Sorry that these beliefs are so distressing to you.
"Religious Beliefs" aren't distressing to me at all - on the contrary, I find them rather interesting and sometimes very amusing.
What "distresses me" is the sheer ignorance of people to claim "my religion is the only true one" and to propagate e.g. the Bible to be based on factual history in regards to Christianity aka Hebrews.
You need to keep in mind - the Bible is a pure Hebrew construct - later claimed by the Catholic Church to be representative of their Christian God.
Maybe you should read upon Hindu transcripts dating from around 2800 B.C. (1800 years before the Bible got constructed for the next 1200 years) to it's manifest the Bhagavad Gita - written from around 400 B.C. to 200 A.D. in reference of the "construed history" of the NT !!! staring at around 100 A.D.
If you would - striking similarities between Hindu transcripts and the Hebrew Bible, and well as the Bhagavad Gita and the NT would become obvious to you.
It even has led historians and religious scholars to the thesis - that JESUS might have been a Hindu - who had traveled to Palestine - after all there are no valid records that would document Jesus's life from supposed Bethlehem to his "sudden appearance" at a lake at the age of 30 - aside from Gospel of Luke, mentioning his visit to Jerusalem for the Feast of the Passover, (without any proof) when he was 12 years of age, aka Bar Mitzvah.
The Biblical Flood - according to the Bible around 2300 B.C. coincides with the same time-period as multiple floods of massive proportions and near extinction levels were recorded by the Indus Culture in regards to it's major cities - such as Mohenjo-daro. (aka several regional floodings) not some singular Global - by a vengeful God construed flood.
There is no doubt about the exchange of culture and religious issues, between the Indus culture and that of Mesopotamia.
I wouldn't have proof - but it seems highly likely to me that the "Hebrew" (an obvious Shepherd and Gypsy like folk) might originate from Northern-India/Pakistan - aka the Indus culture, starting to migrate into Mesopotamia from around 3000-2500 B.C. onward.
The Hyksos, known and recorded from around 1600 B.C. by the Egyptian dynasties and those of Mesopotamia.
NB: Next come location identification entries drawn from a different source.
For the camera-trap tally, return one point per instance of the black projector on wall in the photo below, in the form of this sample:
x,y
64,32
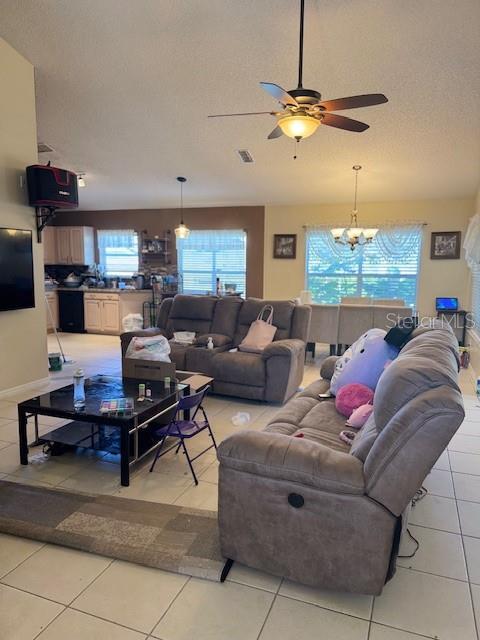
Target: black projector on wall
x,y
51,187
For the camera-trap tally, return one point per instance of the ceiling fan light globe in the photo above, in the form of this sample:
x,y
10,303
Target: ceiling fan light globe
x,y
182,231
337,233
370,233
298,126
354,233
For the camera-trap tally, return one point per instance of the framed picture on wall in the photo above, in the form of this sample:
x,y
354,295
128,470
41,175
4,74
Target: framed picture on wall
x,y
285,246
445,245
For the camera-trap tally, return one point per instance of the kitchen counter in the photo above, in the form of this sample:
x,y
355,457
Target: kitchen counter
x,y
103,290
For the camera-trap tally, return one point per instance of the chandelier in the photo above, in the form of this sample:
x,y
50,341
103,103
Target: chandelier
x,y
354,234
182,231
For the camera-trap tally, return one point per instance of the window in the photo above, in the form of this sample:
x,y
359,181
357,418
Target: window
x,y
386,268
207,255
118,252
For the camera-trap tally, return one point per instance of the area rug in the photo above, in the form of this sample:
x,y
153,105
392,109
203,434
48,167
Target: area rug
x,y
163,536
Likely intermixed with Mesopotamia's Semitic folks from 2000 B.C. onward upon settling in the Palestinian area.
As a matter of fact, it is the Jewish historian Flavius Josephus who around 50-100 A.D. grabs the Egyptian records of Manetho (350 B.C.) to translate Hyksos as being “king-shepherds” or “captive shepherds”, in order to demonstrate the great antiquity of the Jews and thus identified the Hyksos with the Hebrews of the Bible.
Fact is, the Hyksos brought with them new technologies, including the horse and chariot, the compound bow and improved metal weapons. (Clearly Mesopotamian and Indus culture developments) into Egypt, that had no such developments to show for by their own previous Dynasties, and thus enabling the Hyksos to take over the Egyptian dynasty.
As one can undoubtedly recognize - the respective religions, e.g. the Hebrew did not shy to "interpret" or "deliberately falsify" historic occurrences as being part of
their history, via simply mixing all kind of existing religious beliefs and partial historical occurrences into that beloved book of yours.
Therefore if you base your religious believes solely onto the Bible - you need to realize and accept the fact - that it is entirely written and construed by Hebrews to signify "document" the Hebrews as being Gods chosen folk - that God therefore is basically a Hebrew himself - or someone who only loves Hebrews and has given his laws and moral standards to be solely those of the Hebrew religion.
That the Roman Church from 350 AD onward simply took possession of this Hebrew book and declared it to be a Christian book in conjunction with the (also falsified and by Hebrew's composed NT) under the threat of excommunication and death toward those questioning or defying it, has obviously totally evaded you - and naturally causes utter confusion amongst those Christians who "ironically" believe the Bible to be a Christian construct, and being based onto a Christian God.
If you want to make a compelling case for your book and belief - you need to read up a lot more then just that single book and quote it as your sole source, and thus conducting a more or less Childlike and irrelevant discussion.